In the chart above, a classic five-wave impulse structure can be identified, with an extended third wave. If this interpretation is correct, then this structure has already been completed, and a corrective pattern of at least three waves is now expected. Therefore, in the near term, a rise in the pair is likely—but within a correction relative to the latest trend segment. Recent wave formations do not fit well into the higher-level structure, but the situation should become clearer over time. In the short term, the euro may recover toward 1.1568 and 1.1666.
On Friday, the EUR/USD pair rose by 45 points after gaining 120 the day before. There was no significant news in either Europe or the U.S., and even the Middle East provided little new information. Therefore, the decline in demand for the euro should be viewed calmly—it is just one of many minor corrective waves frequently seen on charts.
In my view, the market remains driven by geopolitics, but the news this week has slightly adjusted sentiment. Markets now expect the ECB to raise interest rates—provided inflation rises significantly in the coming months. Christine Lagarde acknowledged the possibility of tightening monetary policy, although the ECB's stance was more dovish than the Bank of England's and more hawkish than the Federal Reserve's.
If geopolitical factors move out of focus, EUR/USD may benefit from the ECB's relatively hawkish tone to build a more convincing upward corrective structure. Beyond that, forecasting becomes difficult, as geopolitical developments can change rapidly and unpredictably. If the pair declines again next week, it would suggest that monetary policy is currently far less important to the market than geopolitical developments.

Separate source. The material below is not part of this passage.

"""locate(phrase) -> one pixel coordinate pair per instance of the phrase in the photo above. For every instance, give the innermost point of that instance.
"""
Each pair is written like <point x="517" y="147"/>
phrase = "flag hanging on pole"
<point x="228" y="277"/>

While traders could not ignore central bank meetings, Friday's price action did not reflect the strong signals from Wednesday and Thursday.
Thus, the current situation in the currency market is largely driven by geopolitics. Even if a solid corrective structure forms, the previous downward move was impulsive, meaning that once the correction is complete, a new downward trend phase may begin.
Based on this analysis, EUR/USD remains within an overall upward trend (as shown in the lower chart), but in the short term has begun forming a downward phase. Since the five-wave impulse structure appears complete, a rise toward 1.1568 and 1.1666 (corresponding to the 23.6% and 38.2% Fibonacci levels) can be expected over the next one to two weeks. Further movement will depend entirely on developments in the Middle East.
On a smaller timeframe, the entire upward trend is visible. The wave structure is somewhat irregular, as corrective waves differ in size—for example, the higher-degree wave 2 is smaller than the internal wave 2 within wave 3. This does occur. It is best to focus on clear and understandable structures rather than trying to strictly label every wave. A trend reversal may occur in the near future.